Le député de Déi Lénk, Justin Turpel, dont le parti a voté la loi, s’est interrogé sur le fonds du projet et ses conséquences. Sur le fonds, il a estimé qu’il est juste de payer la TVA là où l’on consomme. Mais la conséquence de cette règle, en soi juste, est la disparition de recettes dont l’Etat a besoin pour remplir ses missions dans l’intérêt de ceux qui ne peuvent pas tout se payer. Une hausse de la TVA est envisagée, à laquelle il faut trouver des alternatives, car la TVA est "l’impôt le plus injuste". Il a rappelé que la part des salariés du Luxembourg à la valeur ajoutée de l’économie était de 15 % inférieure à celle des pays voisins, une part qui équivaut à 6 milliards d’euros supplémentaires qui pourraient être versés aux salariés, des salariés qui seraient imposés pour ces revenus et contribueraient à la hausse des recettes de l’Etat que tous souhaitent. Tout cela est lié à la redistribution de plus en plus inégalitaire des revenus dans l’UE, où, depuis le début de la crise, les gros revenus sont devenus encore plus importants et les petits revenus ont de plus en plus diminué. Justin Turpel a aussi exigé que le mandat du gouvernement au Conseil de l’UE soit discuté à la Chambre, où selon lui, les transpositions de la législation européenne se font de manière "trop superficielle". Justin Turpel a présenté une motion pour inciter la Chambre à discuter sur des alternatives à la hausse de la TVA.

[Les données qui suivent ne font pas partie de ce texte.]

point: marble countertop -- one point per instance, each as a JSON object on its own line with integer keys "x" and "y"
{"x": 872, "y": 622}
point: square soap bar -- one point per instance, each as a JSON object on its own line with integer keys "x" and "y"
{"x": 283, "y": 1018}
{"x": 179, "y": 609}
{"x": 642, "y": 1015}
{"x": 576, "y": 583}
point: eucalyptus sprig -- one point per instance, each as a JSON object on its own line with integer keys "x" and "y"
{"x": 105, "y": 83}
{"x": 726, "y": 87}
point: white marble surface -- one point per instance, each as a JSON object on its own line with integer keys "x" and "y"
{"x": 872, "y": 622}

En réponse aux députés, le ministre des Finances, Pierre Gramegna, a déclaré ne pas vouloir faire de polémique, "car le sujet est assez grave en soi et la perte des recettes en question est de l’ordre du durable avec une niche qui disparaît". Il a confirmé que les pertes se situeront entre un minimum 600 millions en 2015 et 1,1 milliard en 2018, mais a aussi dit "ne pas être trop pessimiste quant à la perspective que les firmes du commerce électronique puissent quitter immédiatement". Le ministre a ensuite rejeté la motion de Justin Turpel, estimant qu’il n’y avait "pas d’alternative à la hausse de la TVA et aux réductions des dépenses", mais qu’il était certainement prêt à consulter les partenaires "en vue du budget nouvelle génération".